# Pferde in Oblivion



## Teddomaster (4. April 2006)

Hi leute 
ich hätte ma eine frage. Hab in Oblivion ein Pferd geschenkt bekommen. Nur leider ist ja das beknackte daran das wenn ich von dem pferd absteige es immer wegtrabt. So kann ich nicht ma mit dem Pferd irgendwo hinreiten um einen quest zu erfüllen. Kann ich das Pferd irgendwie festbinden?

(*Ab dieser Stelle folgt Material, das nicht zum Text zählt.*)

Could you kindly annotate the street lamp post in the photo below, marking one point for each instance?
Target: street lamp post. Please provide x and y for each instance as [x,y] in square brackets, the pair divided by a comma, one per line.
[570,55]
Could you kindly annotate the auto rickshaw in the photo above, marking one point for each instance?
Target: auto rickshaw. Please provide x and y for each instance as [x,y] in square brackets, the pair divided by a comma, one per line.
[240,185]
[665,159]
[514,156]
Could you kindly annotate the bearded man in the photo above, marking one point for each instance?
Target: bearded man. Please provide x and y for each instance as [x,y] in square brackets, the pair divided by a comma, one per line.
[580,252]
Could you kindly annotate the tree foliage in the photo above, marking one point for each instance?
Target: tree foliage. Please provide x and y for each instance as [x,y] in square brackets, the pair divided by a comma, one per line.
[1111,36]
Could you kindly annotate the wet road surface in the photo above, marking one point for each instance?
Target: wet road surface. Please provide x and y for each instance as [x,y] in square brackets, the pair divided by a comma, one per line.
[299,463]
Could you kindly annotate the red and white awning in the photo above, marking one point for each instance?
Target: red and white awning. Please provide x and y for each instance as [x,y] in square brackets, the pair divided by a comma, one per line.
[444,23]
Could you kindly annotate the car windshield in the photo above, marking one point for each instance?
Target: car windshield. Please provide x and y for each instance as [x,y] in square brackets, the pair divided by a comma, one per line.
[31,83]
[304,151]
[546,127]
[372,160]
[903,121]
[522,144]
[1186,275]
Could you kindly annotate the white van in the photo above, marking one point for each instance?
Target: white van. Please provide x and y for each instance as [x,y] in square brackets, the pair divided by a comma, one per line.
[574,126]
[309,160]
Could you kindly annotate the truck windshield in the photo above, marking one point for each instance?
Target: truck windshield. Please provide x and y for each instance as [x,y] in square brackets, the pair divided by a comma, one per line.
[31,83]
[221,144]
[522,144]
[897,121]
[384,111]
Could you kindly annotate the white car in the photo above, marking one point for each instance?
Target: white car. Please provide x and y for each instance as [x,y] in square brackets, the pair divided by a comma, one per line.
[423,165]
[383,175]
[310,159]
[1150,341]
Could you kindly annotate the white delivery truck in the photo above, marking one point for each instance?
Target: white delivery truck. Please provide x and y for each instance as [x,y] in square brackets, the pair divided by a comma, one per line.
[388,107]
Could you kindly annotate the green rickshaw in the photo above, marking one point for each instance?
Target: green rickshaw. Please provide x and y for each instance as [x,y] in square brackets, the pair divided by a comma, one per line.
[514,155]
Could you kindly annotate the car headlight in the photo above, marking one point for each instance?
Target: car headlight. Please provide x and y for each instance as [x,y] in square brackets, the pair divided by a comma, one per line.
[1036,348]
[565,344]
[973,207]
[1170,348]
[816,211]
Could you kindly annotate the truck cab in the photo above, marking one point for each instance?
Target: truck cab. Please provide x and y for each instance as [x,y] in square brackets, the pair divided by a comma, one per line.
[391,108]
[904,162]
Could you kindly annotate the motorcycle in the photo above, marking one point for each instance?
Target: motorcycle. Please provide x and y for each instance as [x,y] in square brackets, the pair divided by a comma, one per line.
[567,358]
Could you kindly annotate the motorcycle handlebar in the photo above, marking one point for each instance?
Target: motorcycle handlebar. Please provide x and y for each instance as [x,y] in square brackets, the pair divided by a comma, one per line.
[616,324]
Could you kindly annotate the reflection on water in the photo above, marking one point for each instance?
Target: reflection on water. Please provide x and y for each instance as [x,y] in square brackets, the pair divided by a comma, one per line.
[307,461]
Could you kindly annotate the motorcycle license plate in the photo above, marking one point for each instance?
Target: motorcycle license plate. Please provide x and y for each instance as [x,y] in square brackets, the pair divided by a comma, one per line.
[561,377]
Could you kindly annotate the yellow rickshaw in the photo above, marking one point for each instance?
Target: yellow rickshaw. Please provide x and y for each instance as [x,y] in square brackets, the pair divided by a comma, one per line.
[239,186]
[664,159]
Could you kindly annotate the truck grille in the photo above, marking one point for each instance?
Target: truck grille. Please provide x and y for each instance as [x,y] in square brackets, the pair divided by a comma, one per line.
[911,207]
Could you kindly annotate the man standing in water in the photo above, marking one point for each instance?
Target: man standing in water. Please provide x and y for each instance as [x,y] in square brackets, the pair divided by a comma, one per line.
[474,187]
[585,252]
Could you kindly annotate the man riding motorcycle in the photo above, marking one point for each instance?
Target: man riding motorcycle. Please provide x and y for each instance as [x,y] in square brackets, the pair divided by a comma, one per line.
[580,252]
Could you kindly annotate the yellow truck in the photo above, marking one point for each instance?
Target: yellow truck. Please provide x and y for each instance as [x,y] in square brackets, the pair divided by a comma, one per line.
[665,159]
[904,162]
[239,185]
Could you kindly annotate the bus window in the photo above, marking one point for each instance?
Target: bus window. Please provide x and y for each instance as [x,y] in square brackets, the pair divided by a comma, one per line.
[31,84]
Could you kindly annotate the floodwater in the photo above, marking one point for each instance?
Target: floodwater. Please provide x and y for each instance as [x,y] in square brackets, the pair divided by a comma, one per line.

Kann ich sie mit in die städte nehmen?
Danke für jeden hilfreichen post.


----------



## McDrake (4. April 2006)

Das ist ja was komisches.
Meins bleibt stehen, auch wenn die Welt daneben untergeht 

Woher hast du denn deins bekommen?
Und  inst's wirklich das richtige?
(Keine Ahnung, ob gestohlene Pferde wieder nach Hause laufen, oder auch stehen bleiben)


----------



## sharkhunter_de (4. April 2006)

*AW: Pferde in Oblivion (wo ist meins)*



			
				McDrake am 04.04.2006 01:36 schrieb:
			
		

> Das ist ja was komisches.
> Meins bleibt stehen, auch wenn die Welt daneben untergeht
> 
> Woher hast du denn deins bekommen?
> ...



...hab mir mein Pferd gekauft- für 1000   Ist auch immer bei mir geblieben bzw. stand im Stall, doch seit kurzem ist mein Pferd unauffindbar    Hat sich vielleicht der böse Wolf geschnappt...  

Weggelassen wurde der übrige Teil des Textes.